According to the state Department of Fish and Wildlife, about 70,000 Canada
geese call Washington home. And each one can leave behind as much as 5
pounds of waste a day, rendering many parks and beaches unuseable by people.
The turf war came to a head from 2000 to 2003, when thousands of geese were
rounded up and killed. Finally, a truce was declared in 2004, when PAWS and
the city Parks Department established the Goose Program to try to find
nonlethal options.
Zylstra, a welder by trade, said he invented the machine after goose
droppings kept kids on the soccer team he coached from playing on Victoria's
fields.
The 4-foot-by-4-foot trailer is towed behind a small lawn tractor and has a
gas-powered motor that turns nylon bristles to "tickle" the grass without
damaging it. The droppings and other debris go into a hopper made of a
special plastic that can withstand the nitrogen-laden droppings.
Monday at Gas Works, Zylstra drove the tractor up and down the edge of Lake
Union to show off his invention as the geese honked in apparent approval.

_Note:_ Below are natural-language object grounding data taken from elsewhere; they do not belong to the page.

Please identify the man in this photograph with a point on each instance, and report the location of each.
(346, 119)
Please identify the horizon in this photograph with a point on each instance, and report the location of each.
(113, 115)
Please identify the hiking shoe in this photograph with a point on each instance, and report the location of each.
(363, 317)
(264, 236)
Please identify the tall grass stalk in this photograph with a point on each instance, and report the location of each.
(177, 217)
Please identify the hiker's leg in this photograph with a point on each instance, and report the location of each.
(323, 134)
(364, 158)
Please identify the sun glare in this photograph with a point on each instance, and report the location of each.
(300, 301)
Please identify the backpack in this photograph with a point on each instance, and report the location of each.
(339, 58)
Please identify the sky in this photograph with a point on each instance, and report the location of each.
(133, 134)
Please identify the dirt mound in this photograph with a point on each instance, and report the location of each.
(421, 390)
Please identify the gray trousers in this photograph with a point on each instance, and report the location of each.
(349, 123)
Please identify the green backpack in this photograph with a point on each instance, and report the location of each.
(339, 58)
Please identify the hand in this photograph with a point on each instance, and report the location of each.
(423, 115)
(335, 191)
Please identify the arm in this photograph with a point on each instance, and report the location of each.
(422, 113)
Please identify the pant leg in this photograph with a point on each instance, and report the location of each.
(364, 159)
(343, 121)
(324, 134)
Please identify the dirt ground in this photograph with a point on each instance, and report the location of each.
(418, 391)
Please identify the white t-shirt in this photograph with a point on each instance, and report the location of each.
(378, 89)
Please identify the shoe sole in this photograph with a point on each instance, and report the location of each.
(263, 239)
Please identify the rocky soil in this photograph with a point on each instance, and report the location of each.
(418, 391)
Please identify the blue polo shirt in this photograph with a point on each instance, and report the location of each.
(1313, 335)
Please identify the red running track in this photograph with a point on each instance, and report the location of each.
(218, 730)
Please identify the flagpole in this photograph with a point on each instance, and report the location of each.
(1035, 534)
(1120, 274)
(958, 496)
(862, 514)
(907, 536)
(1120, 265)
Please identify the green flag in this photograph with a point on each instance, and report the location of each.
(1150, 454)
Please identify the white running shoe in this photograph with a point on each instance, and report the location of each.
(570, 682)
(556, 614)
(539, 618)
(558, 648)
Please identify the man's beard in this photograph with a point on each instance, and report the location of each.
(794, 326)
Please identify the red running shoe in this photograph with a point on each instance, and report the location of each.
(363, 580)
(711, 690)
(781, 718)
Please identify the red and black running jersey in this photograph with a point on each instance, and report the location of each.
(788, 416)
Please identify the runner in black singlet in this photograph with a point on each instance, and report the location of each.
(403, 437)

After his brief spin, the hopper was not only full of poop, but also old
turf plugs, cigarette butts and spent fireworks. Zylstra claims it can also
pick up lighters, bottle caps and more sinister litter such as dirty
syringes.
If the city ends up liking the Goose Goo Gone machine, it could buy them for
about $13,000 apiece, or less if they buy a bunch of them at once. Zylstra
said he would donate some of the proceeds to PAWS.
Barbara DeCaro, a Seattle Parks Department manager, acknowledged that the
price may seem steep. But she said that having poop-free parks would be
worth it. "Mechanizing our grounds labor is a huge benefit," DeCaro said.
"It's just really much more efficient."